さらにタイトルである「KAGEROU」(蜉蝣)が持つ「変態」と「儚さ」というところは、上の「案外移植してみれば、元は自分の脳だったとしても徐々に移植先の肉体となじみ「その人」になっていく可能性」というものを考えると、脳髄が移植されることで、その「魂」と「心」はキョウヤの肉体へと変態を遂げたものの、その「心」や「魂」は消えてしまい、いつか「元の体」、――すなわちキョウヤへと戻ってしまうのではないか……つまり、変態によって再生を果たしたヤスオの「魂」と「心」は、蜉蝣のように儚いものなのかもしれない……というフウに含みを持たせた幕引きも素晴らしい。

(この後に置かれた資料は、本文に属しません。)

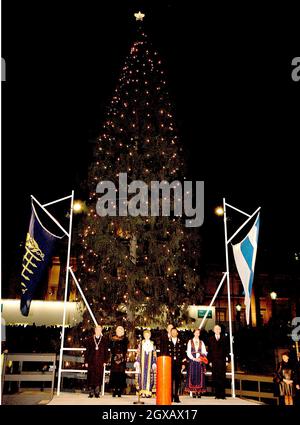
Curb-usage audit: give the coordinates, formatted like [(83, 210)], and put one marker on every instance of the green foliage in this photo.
[(139, 270)]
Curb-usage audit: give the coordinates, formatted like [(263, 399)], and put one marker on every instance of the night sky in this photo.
[(229, 76)]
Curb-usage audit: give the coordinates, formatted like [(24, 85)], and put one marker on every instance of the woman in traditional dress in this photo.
[(95, 356), (284, 378), (118, 348), (196, 353), (145, 365)]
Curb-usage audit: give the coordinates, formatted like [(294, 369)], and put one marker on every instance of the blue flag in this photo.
[(245, 255), (38, 251)]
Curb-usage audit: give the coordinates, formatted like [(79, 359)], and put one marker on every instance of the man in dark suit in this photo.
[(164, 339), (95, 356), (177, 351), (218, 352)]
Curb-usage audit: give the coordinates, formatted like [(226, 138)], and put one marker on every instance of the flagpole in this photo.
[(212, 301), (229, 302), (66, 295)]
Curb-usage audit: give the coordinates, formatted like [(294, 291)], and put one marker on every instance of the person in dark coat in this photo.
[(297, 384), (218, 352), (284, 378), (118, 348), (95, 356), (177, 351), (164, 339)]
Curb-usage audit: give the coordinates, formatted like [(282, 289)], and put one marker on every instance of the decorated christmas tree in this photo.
[(143, 270)]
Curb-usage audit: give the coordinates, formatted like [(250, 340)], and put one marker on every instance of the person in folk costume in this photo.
[(95, 356), (164, 339), (284, 378), (297, 384), (146, 364), (118, 348), (218, 352), (197, 355), (177, 351)]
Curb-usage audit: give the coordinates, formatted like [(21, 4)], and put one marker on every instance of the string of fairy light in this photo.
[(119, 146)]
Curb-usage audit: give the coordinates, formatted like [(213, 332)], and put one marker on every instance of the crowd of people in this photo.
[(192, 357), (191, 353)]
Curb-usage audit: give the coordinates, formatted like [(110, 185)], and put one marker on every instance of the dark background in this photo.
[(237, 108)]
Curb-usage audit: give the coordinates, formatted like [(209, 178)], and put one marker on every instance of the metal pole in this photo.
[(66, 296), (84, 299), (213, 300), (229, 303)]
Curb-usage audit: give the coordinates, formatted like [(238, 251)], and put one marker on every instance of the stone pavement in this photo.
[(36, 397)]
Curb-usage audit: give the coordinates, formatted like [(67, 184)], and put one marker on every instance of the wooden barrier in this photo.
[(29, 376), (164, 380)]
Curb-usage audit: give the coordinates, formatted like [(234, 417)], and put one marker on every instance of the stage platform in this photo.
[(82, 399)]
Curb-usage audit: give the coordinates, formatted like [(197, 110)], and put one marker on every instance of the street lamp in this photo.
[(238, 307), (273, 295), (78, 206), (219, 211)]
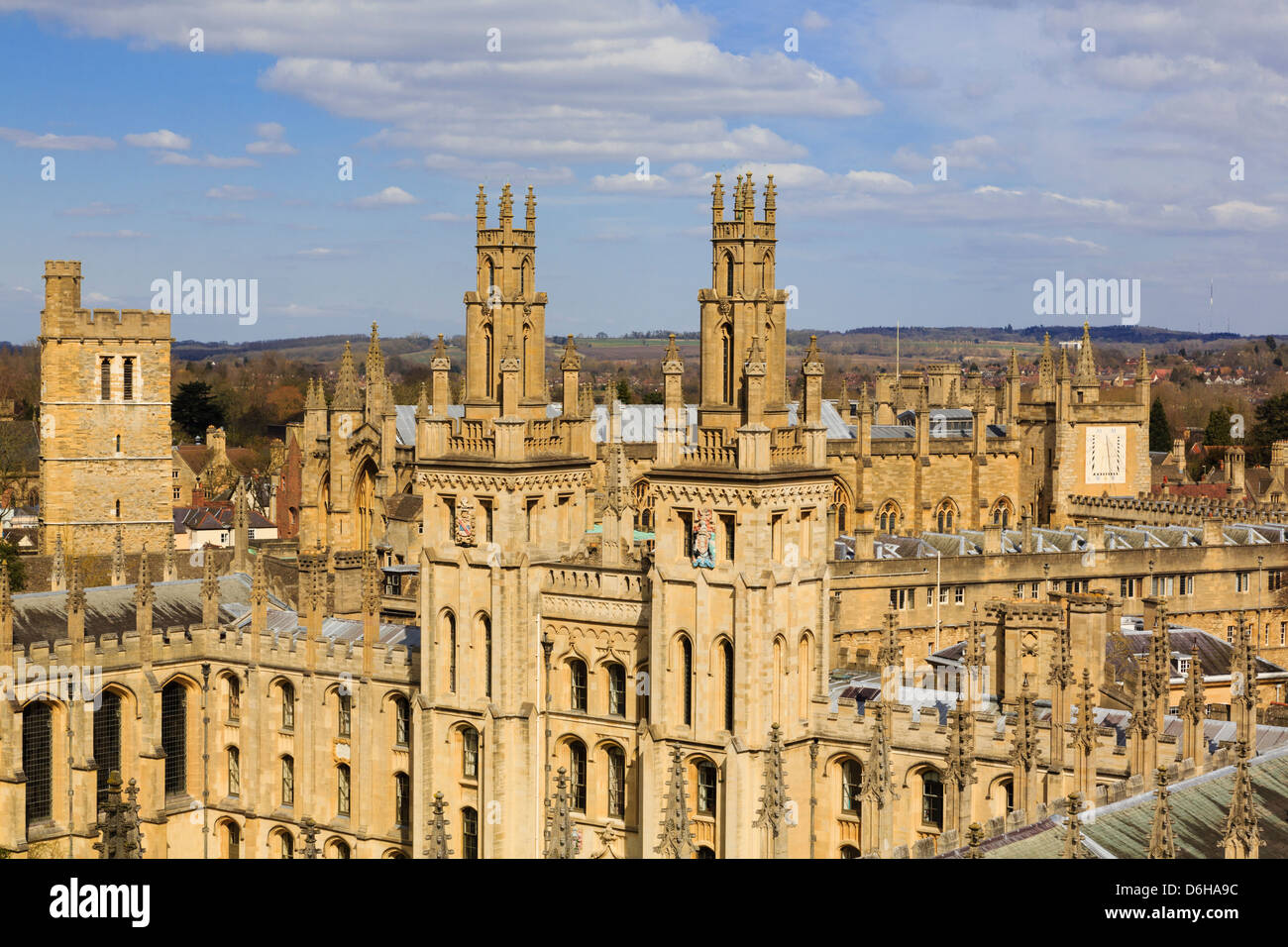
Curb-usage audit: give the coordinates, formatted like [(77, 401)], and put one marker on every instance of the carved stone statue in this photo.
[(703, 539), (464, 526)]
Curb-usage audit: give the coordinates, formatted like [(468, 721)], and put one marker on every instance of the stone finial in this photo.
[(168, 570), (438, 835), (677, 838), (1162, 843), (347, 395), (1086, 373), (812, 360), (75, 589), (119, 834), (1193, 705), (1085, 729), (561, 840), (5, 594), (143, 590), (1241, 836), (571, 360), (773, 796), (1073, 845), (961, 748), (1024, 744), (119, 558), (58, 573)]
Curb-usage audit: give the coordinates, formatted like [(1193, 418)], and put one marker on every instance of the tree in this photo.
[(1159, 431), (1218, 432), (1270, 425), (196, 408), (16, 566)]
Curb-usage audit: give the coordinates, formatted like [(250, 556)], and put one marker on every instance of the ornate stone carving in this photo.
[(703, 536)]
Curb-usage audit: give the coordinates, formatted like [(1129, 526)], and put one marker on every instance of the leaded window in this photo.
[(578, 673), (616, 783), (706, 789), (578, 776), (616, 689), (287, 781), (107, 740), (471, 753), (174, 737), (342, 789), (38, 736)]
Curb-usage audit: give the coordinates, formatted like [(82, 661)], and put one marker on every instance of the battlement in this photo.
[(108, 324), (63, 317)]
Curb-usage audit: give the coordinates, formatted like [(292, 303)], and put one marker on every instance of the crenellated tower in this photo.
[(742, 304), (505, 317), (104, 421)]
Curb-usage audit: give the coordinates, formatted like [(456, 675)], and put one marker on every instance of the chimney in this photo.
[(1212, 532)]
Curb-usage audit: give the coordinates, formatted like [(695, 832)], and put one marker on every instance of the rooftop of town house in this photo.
[(1198, 805), (1072, 539), (110, 611)]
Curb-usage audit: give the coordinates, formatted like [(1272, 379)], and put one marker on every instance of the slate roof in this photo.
[(1199, 806)]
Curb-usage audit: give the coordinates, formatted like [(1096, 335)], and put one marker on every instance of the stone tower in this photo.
[(104, 421), (741, 305), (505, 317)]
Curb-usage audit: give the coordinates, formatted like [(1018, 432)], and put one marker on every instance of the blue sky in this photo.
[(222, 163)]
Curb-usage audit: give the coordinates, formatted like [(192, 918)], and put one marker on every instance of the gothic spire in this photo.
[(143, 591), (1073, 847), (119, 558), (1162, 843), (677, 838), (1085, 731), (1086, 373), (773, 797), (1194, 698), (1024, 745), (559, 835), (961, 746), (119, 834), (571, 360), (347, 397), (438, 835), (1241, 836)]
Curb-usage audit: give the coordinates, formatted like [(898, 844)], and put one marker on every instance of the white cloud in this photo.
[(627, 183), (95, 209), (1243, 215), (172, 158), (322, 252), (389, 197), (271, 141), (52, 142), (233, 192), (162, 138)]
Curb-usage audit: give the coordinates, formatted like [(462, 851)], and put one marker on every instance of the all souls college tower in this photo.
[(765, 626)]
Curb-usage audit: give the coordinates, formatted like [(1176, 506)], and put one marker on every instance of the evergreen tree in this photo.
[(194, 408), (1159, 431), (1218, 432)]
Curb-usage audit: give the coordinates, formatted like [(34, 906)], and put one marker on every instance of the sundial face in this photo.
[(1107, 455)]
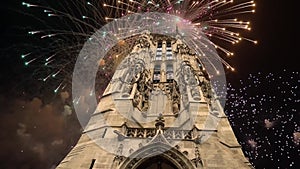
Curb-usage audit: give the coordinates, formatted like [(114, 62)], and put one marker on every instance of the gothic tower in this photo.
[(159, 111)]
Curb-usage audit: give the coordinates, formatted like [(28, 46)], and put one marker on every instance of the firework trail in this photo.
[(64, 26)]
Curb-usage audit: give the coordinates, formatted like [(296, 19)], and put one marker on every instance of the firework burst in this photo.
[(66, 25)]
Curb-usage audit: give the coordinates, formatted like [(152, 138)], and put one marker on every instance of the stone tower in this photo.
[(159, 111)]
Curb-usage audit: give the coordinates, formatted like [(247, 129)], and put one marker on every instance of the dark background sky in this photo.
[(24, 143)]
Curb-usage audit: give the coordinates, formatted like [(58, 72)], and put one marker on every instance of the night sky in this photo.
[(38, 127)]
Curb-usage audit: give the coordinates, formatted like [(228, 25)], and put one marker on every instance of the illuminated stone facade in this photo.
[(158, 111)]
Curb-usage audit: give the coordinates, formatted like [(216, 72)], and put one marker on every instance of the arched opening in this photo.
[(157, 162), (157, 155)]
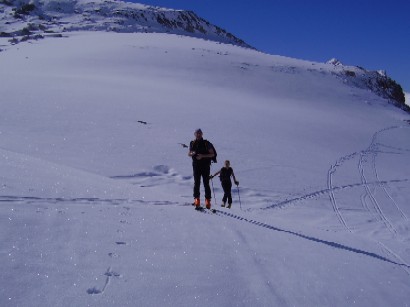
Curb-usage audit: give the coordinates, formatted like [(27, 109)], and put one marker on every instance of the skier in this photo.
[(201, 152), (225, 176)]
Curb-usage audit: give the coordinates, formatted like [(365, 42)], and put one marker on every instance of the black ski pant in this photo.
[(227, 187), (202, 170)]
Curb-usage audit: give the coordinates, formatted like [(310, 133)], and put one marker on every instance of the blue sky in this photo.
[(373, 34)]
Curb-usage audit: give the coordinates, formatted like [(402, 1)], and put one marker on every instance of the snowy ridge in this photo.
[(50, 16)]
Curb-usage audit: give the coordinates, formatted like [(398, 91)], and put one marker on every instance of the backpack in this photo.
[(210, 145)]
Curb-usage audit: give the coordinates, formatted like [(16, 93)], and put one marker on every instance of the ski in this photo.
[(202, 209)]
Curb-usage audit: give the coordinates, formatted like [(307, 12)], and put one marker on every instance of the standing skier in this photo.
[(201, 152), (225, 176)]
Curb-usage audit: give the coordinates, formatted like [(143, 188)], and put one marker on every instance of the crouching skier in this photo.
[(225, 175)]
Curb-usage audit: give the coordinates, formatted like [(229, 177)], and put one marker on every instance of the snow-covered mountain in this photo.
[(41, 17), (23, 20), (95, 187)]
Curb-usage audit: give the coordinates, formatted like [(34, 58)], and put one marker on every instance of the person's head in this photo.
[(198, 134)]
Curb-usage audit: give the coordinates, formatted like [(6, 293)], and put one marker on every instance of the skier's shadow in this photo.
[(317, 240)]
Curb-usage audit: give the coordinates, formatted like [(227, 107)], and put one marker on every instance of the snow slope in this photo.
[(96, 188)]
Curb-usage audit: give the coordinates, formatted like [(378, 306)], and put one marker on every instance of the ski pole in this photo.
[(240, 204), (212, 182)]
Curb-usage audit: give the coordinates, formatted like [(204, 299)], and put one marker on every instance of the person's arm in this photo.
[(209, 155), (216, 174), (191, 151), (234, 179)]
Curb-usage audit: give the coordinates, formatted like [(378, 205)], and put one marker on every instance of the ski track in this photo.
[(368, 199), (399, 261)]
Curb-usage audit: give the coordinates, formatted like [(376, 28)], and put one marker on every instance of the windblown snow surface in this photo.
[(96, 189)]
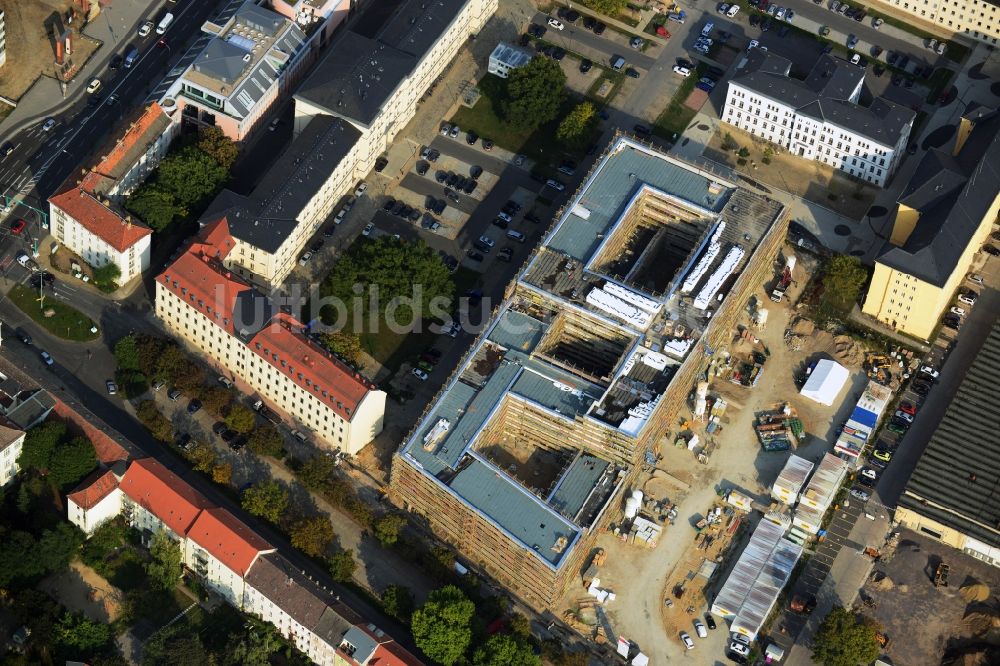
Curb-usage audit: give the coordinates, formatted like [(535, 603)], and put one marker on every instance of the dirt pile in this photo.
[(975, 592)]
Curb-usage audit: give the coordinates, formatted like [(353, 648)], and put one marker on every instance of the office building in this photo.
[(818, 118), (521, 459), (942, 218)]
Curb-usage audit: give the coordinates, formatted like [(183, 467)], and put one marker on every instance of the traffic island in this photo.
[(54, 316)]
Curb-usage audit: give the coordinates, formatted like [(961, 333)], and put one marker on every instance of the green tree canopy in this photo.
[(265, 440), (576, 127), (312, 535), (267, 499), (71, 462), (505, 650), (342, 565), (408, 277), (39, 444), (191, 175), (164, 568), (442, 627), (387, 528), (347, 345), (154, 205), (397, 601), (843, 278), (844, 639), (607, 7), (241, 418), (81, 635), (214, 143), (535, 93)]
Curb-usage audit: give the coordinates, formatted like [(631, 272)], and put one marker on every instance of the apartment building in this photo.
[(86, 214), (523, 457), (11, 441), (818, 118), (373, 74), (233, 561), (270, 228), (976, 19), (205, 304), (942, 218), (951, 495), (253, 57), (506, 58)]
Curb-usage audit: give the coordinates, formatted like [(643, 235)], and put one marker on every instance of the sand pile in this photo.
[(975, 592)]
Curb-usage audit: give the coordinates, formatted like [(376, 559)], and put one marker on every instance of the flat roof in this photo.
[(515, 360), (957, 479)]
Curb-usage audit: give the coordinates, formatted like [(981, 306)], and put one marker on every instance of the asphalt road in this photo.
[(62, 379)]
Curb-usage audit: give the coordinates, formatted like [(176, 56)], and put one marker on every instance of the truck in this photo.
[(786, 279)]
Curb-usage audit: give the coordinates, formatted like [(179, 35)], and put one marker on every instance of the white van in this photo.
[(164, 24)]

また肉体としては大東泰雄という名前を持ちながら、作中では「ヤスオ」とカタカナ表記になっているのも、「肉体」と「心や魂」とを区別し、脳移植によって「心と魂」が入れ替わったラストの趣向を際立たせるための仕掛けと見ることもできるし……というわけで、脳移植に絡めた趣向と仕掛けをミステリとして読み取ることができれば、「ゴミ箱行き」というほどひどい作品ではありません。むしろ最後の「Report」に、脳移植という事実を記載しないことで、作中では語られていない「この後の物語」の想像を読者に委ね、それがまた言いしれぬ余韻を生み出している効果など、結構もなかなか考えられているといえるのではないでしょうか。
ということで、出来レースだ何だと色々と言われていますが、そうした背景を抜きにして読んでみれば、それほど悪くない、いや、なかなかイケてるんじゃないノ、と仕掛けを読み取るクセがついているミステリ読みとしては存外に愉しめてしまう一冊で、個人的には最後の「Report」の趣向に傑作「遠海事件」を想起してしまった自分としては、本格ミステリ読みにもさりげなーくオススメしておきたいと思います。